Trump
Our nation is in great trouble and we seem to have lost our collective minds as a result. Rather than focusing on actual solutions to the things that need solutions, we’re gravitating towards creating even greater problems that may well prove unsolvable. The very dissolution of the Republic is foreseeable in these circumstances.
Allow me to explain. We are fortunate in that we get to choose the people who create and enforce our policies and laws. It’s both a privilege and responsibility. Yet, too many of us do not see it as the grave responsibility to our fellow citizens that this opportunity entails. We do not participate in the process, or when we do, we do not take the time to understand the choices or the people we’re entrusting to make those decisions.
It’s been festering for more than a generation, this lack of civic responsibility. Our founders envisioned a democratic republic and provided the tools required to see that vision through. Even the greatest calamity to strike our nation, the Civil War, wasn’t a result of a failure of those tools. It came about from a deficiency in the nation’s moral character that couldn’t be solved by earnest debate. Yet, even the earnest men of the 1850’s would be shocked to see what has become of us. At the way so many of America’s citizens no longer care enough about the national character to do more than rant, rage and fire off a few nasty tweets.
Which brings us to the current election. At one time, there were 21 declared candidates for the Presidency of the United States. Twenty-One. Amazingly, none of those candidates has been able to elucidate a plan for how the country moves forward while handing the problems we currently face. On the Democrat side, we are given the choice of a septugenarian who wants to return a system of governance thoroughly discredited 25 years ago or a person of such low character that threat of indictment for corruption, murder and treason casts a gloomy shadow over her campaign.
The Republicans haven’t been any better. That the leading contender from that side of the aisle is nothing more than a self-aggrandizing carnival barker should be immensely obvious to even the most daft among us. Yet, somehow it escaped the millions pledging their support that the very character flaws they’ve spent the past eight years deriding the current president for, their champion exhibits.

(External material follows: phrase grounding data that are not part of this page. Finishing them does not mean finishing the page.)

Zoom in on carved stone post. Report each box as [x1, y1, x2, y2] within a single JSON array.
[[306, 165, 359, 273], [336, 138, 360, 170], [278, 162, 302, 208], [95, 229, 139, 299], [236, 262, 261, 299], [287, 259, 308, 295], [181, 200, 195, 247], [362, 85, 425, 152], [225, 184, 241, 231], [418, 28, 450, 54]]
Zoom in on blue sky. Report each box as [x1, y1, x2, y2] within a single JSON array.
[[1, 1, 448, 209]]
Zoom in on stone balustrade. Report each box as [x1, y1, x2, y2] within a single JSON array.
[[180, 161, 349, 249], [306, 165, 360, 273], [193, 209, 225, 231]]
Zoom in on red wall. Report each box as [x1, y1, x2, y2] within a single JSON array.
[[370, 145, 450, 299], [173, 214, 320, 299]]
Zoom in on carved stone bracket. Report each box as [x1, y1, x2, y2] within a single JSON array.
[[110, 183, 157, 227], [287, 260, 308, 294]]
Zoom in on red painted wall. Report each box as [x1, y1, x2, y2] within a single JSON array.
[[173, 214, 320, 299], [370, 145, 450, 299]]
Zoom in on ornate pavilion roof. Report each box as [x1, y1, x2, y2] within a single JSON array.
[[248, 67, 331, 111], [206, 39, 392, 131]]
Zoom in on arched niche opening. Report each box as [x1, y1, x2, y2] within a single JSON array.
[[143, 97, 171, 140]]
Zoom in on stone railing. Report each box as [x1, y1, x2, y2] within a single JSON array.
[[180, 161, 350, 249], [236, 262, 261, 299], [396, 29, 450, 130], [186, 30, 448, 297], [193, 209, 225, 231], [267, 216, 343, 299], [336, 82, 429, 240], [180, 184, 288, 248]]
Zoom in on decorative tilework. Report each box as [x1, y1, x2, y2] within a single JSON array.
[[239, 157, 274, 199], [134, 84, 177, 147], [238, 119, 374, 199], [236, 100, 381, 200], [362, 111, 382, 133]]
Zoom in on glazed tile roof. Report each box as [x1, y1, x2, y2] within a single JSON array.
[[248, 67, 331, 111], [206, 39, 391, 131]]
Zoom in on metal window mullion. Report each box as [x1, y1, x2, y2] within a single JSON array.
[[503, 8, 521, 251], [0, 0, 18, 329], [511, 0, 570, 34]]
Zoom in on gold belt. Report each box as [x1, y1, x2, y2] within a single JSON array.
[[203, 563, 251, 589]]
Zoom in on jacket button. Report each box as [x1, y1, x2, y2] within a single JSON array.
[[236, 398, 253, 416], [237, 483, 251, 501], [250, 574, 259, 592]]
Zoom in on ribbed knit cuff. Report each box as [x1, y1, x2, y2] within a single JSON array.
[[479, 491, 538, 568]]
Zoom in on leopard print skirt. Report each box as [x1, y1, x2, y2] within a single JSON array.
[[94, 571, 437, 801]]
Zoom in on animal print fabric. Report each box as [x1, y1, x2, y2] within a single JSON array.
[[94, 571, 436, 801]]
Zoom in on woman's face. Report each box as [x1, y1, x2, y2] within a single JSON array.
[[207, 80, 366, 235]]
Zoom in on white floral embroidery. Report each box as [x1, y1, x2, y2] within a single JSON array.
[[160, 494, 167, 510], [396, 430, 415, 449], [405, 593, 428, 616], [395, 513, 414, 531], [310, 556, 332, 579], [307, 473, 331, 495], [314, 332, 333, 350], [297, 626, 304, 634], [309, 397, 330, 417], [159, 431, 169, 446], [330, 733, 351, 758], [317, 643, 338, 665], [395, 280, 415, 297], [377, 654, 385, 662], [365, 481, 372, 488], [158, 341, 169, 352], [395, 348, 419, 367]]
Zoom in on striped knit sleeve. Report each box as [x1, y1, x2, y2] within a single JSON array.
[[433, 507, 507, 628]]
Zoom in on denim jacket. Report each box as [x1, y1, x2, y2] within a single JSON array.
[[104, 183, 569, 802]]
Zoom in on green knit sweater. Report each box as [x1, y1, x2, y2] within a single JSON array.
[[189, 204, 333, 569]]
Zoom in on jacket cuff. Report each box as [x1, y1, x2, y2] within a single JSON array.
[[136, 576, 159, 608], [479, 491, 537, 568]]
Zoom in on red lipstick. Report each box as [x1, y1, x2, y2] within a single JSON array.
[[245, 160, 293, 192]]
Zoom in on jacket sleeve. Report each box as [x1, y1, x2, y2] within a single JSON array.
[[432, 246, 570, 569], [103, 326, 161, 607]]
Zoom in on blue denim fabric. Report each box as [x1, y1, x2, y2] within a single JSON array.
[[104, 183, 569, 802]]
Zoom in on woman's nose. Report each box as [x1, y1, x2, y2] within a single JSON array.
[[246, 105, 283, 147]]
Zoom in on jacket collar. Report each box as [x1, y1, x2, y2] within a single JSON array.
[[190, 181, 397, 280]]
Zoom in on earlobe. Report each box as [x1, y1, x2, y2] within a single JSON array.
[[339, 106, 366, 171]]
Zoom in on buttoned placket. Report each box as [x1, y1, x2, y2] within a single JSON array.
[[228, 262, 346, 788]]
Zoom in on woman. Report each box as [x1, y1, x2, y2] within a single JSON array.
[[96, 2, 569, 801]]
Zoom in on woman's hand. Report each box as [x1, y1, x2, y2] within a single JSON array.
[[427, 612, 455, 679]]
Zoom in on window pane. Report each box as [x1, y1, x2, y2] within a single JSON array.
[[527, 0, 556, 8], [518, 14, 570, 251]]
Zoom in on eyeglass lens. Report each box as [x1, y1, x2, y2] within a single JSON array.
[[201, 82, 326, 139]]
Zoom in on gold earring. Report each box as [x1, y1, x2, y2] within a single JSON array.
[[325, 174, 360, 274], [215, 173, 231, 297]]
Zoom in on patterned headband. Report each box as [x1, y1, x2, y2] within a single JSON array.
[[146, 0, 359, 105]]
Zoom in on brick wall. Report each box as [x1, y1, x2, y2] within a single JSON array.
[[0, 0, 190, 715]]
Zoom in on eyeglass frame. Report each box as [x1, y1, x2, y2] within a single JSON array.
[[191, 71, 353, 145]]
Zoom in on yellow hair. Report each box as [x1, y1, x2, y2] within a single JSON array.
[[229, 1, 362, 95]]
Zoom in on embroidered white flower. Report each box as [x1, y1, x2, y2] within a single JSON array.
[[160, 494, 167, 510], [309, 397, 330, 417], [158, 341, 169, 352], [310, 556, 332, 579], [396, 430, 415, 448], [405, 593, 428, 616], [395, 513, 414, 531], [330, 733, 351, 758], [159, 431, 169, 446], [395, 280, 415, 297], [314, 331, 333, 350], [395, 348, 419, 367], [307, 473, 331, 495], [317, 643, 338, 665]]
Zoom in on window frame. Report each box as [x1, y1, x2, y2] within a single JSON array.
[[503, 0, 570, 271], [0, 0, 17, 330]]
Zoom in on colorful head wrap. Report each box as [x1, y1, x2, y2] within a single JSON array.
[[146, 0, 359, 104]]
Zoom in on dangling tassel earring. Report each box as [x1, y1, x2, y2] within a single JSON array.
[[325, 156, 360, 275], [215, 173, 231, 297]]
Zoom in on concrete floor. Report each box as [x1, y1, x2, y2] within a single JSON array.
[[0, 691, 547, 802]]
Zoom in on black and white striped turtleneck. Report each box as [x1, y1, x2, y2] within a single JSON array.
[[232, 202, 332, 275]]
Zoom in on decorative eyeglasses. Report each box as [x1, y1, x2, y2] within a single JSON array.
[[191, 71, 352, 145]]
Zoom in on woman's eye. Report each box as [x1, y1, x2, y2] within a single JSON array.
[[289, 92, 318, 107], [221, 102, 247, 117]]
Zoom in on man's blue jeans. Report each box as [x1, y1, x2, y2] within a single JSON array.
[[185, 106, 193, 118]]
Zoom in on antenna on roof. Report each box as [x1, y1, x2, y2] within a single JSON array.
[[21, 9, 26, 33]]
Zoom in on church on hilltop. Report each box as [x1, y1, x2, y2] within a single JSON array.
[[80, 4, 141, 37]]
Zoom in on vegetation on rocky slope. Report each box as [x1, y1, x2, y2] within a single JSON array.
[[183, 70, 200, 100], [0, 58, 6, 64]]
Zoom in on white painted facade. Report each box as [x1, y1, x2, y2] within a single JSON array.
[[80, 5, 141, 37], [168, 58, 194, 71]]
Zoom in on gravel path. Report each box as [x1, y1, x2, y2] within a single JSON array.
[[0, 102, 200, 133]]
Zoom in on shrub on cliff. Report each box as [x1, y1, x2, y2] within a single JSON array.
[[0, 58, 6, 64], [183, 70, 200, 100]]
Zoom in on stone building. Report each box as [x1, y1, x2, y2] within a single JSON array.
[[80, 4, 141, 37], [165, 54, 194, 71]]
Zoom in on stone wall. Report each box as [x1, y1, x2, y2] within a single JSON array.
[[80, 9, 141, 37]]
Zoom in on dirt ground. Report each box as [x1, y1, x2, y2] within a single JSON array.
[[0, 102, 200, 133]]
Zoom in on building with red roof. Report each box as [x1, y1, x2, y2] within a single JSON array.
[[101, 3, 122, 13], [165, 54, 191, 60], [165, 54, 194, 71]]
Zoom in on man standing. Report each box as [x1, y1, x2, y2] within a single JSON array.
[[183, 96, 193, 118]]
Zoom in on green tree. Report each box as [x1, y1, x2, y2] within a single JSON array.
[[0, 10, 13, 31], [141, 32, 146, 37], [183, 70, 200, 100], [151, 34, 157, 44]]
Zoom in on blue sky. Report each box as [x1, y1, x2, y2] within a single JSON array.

This is beyond whether the Trump is a conservative or a liberal. This goes straight to our own deficiencies as a society. After all, if we weren’t as morally bankrupt as we’ve become, a third-rate reality TV personality, devoid of ideas and unable to even identify the real threats to the nation, would have been exactly what he should be: a public laughingstock, chased from the political process before the first chill winds of autumn blew. Instead, the modern day PT Barnum continues on, dragging the nation closer to self-immolation with every nonsensical statement he makes, egged on by a hallelujah chorus of sycophants unable to see the danger he represents to their own well being.

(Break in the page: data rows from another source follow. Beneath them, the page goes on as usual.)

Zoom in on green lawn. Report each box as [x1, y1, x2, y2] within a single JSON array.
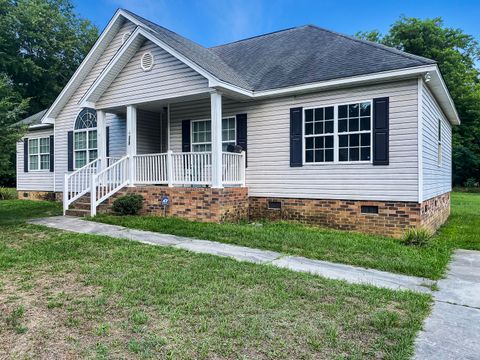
[[93, 192, 480, 280], [0, 200, 430, 359]]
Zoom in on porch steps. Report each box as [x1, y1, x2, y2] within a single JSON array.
[[65, 193, 111, 217]]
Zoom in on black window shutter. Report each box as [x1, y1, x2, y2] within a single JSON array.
[[23, 138, 29, 173], [290, 107, 303, 167], [49, 135, 54, 172], [182, 120, 191, 152], [106, 126, 110, 157], [373, 97, 389, 166], [67, 131, 74, 171], [236, 113, 247, 165]]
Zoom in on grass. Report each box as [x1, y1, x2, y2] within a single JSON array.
[[0, 199, 61, 225], [93, 192, 480, 280], [0, 201, 431, 359]]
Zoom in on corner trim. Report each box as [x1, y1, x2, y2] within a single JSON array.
[[418, 77, 424, 203]]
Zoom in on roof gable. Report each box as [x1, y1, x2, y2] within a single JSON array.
[[95, 38, 209, 108]]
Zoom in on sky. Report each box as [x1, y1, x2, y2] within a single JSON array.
[[73, 0, 480, 47]]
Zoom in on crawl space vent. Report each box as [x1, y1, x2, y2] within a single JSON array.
[[141, 52, 154, 71]]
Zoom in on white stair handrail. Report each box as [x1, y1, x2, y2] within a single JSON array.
[[63, 158, 102, 214], [90, 155, 129, 216]]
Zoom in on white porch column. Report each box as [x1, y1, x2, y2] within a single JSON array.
[[126, 105, 137, 186], [210, 92, 223, 188], [97, 110, 107, 170]]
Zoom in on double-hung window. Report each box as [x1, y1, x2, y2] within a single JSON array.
[[191, 117, 237, 152], [28, 137, 50, 171], [304, 107, 334, 163], [304, 101, 372, 164], [74, 108, 98, 169], [338, 102, 372, 162]]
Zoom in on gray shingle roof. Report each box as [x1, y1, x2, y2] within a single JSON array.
[[210, 25, 435, 91], [15, 109, 48, 127], [125, 11, 435, 92]]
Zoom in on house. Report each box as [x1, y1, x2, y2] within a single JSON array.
[[16, 9, 459, 238]]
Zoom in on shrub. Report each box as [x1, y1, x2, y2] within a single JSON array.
[[464, 177, 478, 188], [401, 228, 433, 247], [0, 187, 17, 200], [112, 194, 144, 215]]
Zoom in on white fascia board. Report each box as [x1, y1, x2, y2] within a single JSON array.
[[427, 65, 460, 125], [40, 9, 125, 124], [137, 29, 253, 97], [79, 26, 144, 105]]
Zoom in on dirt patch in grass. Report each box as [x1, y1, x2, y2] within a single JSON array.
[[0, 270, 167, 359]]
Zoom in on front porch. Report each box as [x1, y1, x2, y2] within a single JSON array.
[[64, 92, 247, 217]]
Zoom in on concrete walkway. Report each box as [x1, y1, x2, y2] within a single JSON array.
[[29, 216, 434, 293], [413, 249, 480, 359]]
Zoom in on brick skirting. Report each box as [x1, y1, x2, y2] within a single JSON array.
[[249, 193, 451, 238], [420, 192, 451, 232], [104, 186, 249, 223], [23, 186, 450, 238], [17, 190, 58, 201]]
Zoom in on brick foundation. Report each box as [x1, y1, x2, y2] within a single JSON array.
[[420, 192, 451, 232], [249, 193, 451, 238], [17, 190, 58, 201], [104, 186, 249, 222]]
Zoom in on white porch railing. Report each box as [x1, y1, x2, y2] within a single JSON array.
[[65, 151, 246, 216], [134, 153, 168, 184], [222, 152, 246, 186], [90, 155, 129, 216], [132, 151, 245, 187], [171, 152, 212, 185]]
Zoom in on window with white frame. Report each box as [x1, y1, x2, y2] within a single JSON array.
[[192, 120, 212, 152], [222, 117, 236, 151], [74, 108, 97, 169], [191, 118, 237, 152], [28, 137, 50, 171], [338, 102, 372, 162], [303, 101, 372, 163], [304, 106, 334, 163], [438, 118, 442, 166]]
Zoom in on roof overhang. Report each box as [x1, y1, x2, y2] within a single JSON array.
[[40, 8, 460, 127], [39, 9, 130, 124], [227, 64, 459, 125]]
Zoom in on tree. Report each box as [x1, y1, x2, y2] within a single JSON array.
[[0, 0, 98, 114], [0, 74, 28, 186], [356, 16, 480, 186], [0, 0, 98, 185]]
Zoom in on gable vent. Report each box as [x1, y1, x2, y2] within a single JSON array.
[[141, 52, 154, 71], [121, 32, 131, 44]]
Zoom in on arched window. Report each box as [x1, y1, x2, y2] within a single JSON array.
[[74, 108, 97, 168]]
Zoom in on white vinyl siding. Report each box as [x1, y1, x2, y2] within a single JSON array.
[[54, 20, 137, 191], [16, 127, 54, 191], [170, 79, 419, 202], [106, 114, 127, 158], [96, 40, 210, 108], [422, 81, 452, 201], [136, 110, 162, 154]]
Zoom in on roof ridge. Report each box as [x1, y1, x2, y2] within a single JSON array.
[[306, 25, 435, 64], [209, 25, 306, 49], [121, 8, 253, 89]]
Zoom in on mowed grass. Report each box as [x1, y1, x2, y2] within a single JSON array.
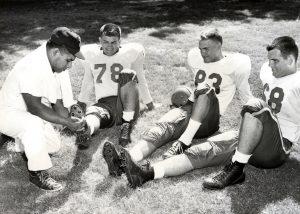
[[0, 1, 300, 213]]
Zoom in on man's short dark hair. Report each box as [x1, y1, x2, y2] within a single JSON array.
[[267, 36, 298, 61], [199, 28, 223, 45], [46, 40, 69, 54], [99, 23, 121, 38]]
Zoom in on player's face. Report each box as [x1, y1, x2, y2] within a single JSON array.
[[99, 35, 120, 56], [268, 49, 292, 78], [198, 39, 222, 63], [52, 49, 75, 73]]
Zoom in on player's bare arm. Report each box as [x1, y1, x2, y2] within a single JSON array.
[[22, 93, 85, 131], [52, 99, 69, 118]]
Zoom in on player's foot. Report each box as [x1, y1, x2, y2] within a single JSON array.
[[119, 121, 133, 147], [102, 141, 124, 177], [29, 170, 63, 191], [203, 161, 245, 190], [120, 147, 154, 188], [76, 124, 92, 150], [162, 140, 190, 159]]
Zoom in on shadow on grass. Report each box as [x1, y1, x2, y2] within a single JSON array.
[[0, 0, 299, 63], [31, 127, 118, 213], [227, 157, 300, 213]]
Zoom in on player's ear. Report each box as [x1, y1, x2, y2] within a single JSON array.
[[52, 48, 61, 57], [287, 54, 295, 66]]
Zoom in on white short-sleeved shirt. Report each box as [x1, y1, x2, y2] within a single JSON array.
[[187, 48, 252, 115], [78, 43, 152, 104], [260, 62, 300, 144], [0, 43, 63, 111]]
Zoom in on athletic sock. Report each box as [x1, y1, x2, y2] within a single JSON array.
[[232, 149, 252, 164], [122, 111, 135, 122], [152, 163, 165, 179], [144, 166, 154, 181], [129, 147, 144, 162], [179, 119, 201, 146], [85, 115, 100, 135]]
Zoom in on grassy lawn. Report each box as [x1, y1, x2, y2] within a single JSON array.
[[0, 0, 300, 213]]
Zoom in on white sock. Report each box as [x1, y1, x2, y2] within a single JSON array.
[[179, 119, 201, 146], [232, 149, 252, 164], [122, 111, 135, 122], [85, 115, 100, 135], [152, 163, 165, 179], [129, 147, 144, 162]]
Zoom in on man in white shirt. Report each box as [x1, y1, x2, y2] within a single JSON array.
[[102, 28, 253, 187], [203, 36, 298, 189], [0, 27, 85, 191], [75, 23, 154, 149]]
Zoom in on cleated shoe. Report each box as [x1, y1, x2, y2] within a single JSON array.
[[203, 161, 245, 190], [119, 121, 133, 147], [162, 140, 190, 159], [102, 141, 124, 177], [29, 170, 63, 191], [119, 147, 154, 188], [76, 124, 92, 150]]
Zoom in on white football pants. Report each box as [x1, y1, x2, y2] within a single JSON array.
[[0, 108, 61, 171]]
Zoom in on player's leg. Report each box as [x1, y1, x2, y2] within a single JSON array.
[[103, 106, 190, 176], [163, 88, 220, 158], [117, 68, 140, 146], [203, 99, 288, 189], [0, 109, 62, 191], [121, 131, 238, 188], [76, 103, 111, 150]]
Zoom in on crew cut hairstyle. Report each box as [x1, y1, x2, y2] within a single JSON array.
[[267, 36, 298, 61], [199, 28, 223, 45], [46, 40, 69, 54], [99, 23, 121, 38]]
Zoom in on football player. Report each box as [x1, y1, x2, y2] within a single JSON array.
[[75, 23, 155, 149], [102, 28, 253, 187], [203, 36, 299, 189], [0, 27, 85, 191]]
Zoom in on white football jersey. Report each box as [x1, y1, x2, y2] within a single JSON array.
[[187, 48, 252, 115], [260, 62, 300, 144], [78, 43, 153, 104]]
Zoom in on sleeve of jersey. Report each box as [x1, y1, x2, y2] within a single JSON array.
[[132, 48, 153, 104], [56, 71, 76, 108], [234, 55, 253, 104], [78, 61, 95, 104]]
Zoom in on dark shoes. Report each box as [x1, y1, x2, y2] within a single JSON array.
[[119, 147, 154, 188], [76, 124, 92, 150], [102, 141, 124, 177], [162, 140, 190, 159], [119, 121, 133, 147], [29, 170, 63, 191], [203, 161, 245, 190]]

“Wait!” you cry. “The Trump speaks the truth I know, when no one else will!” you lament.
But does he?
His entire campaign is based on playing off the legitimate fears of the American people, and the continuing inaction of the Powers That Be to address them. A lackluster economy, a growing terrorist threat and changing mores have all left middle America wondering what happened, and left those who want to be led looking for what they perceive as a strong leader. Trump, whose entire life was built around being the ultimate huckster, the shyster, the carnival barker, selling himself in order to sell his services, is tailor made for this pathos. Ideas and thought are minimized; all that matters is being that perfect reflective surface in which everyone can see the things they want to see. It is Bill Clinton’s “I feel your pain” mantra on steroids. It is as fake as the winter is long. It is the proof that perception can be reality.
Were that all there was to Trump, we would survive (albeit not without pain). But what makes him far more dangerous to the nation is not campaign style nor the way he’s hoodwinked so many of you. We’ve survived empty suits in the Presidency before. We’ve even thrived with some. No, the danger of Trump lies in his history and the few policy positions he has taken. The Trump continuously demonstrates a Machiavellian tendency to get his way. Combined with his proposed solutions to America’s situation, you should be quaking at the very thought of a Trump presidency.
Those solutions are, at best, extra-constitutional. The electorate is supposedly upset over the last two administrations’ use of the Executive Order as a way to get around the Congress and enact policy against the will of the Congress and the people. Yet the idea that you would now support, unequivocally support, a man who plans to use that questionable instrument as a sledgehammer must be acknowledged. Too few of you have bothered to understand what Trump says, and what it means in practice. You do not want to hear that enacting those policies can only happen by suspending the Bill of Rights, a declaration of martial law, and the end of the United States as the world’s preeminent moral compass. In your rage and impotence, you cling to the megalomaniac and the promise of stability. Little do you realize that attaching the nation to the whims of one such as Trump will bring us all to ruin.
So please, by all means, vote for Trump. Just remember that when you do, you aren’t just pulling on a lever in the voting booth. You are also pulling the handle on the toilet and flushing the United States of America away.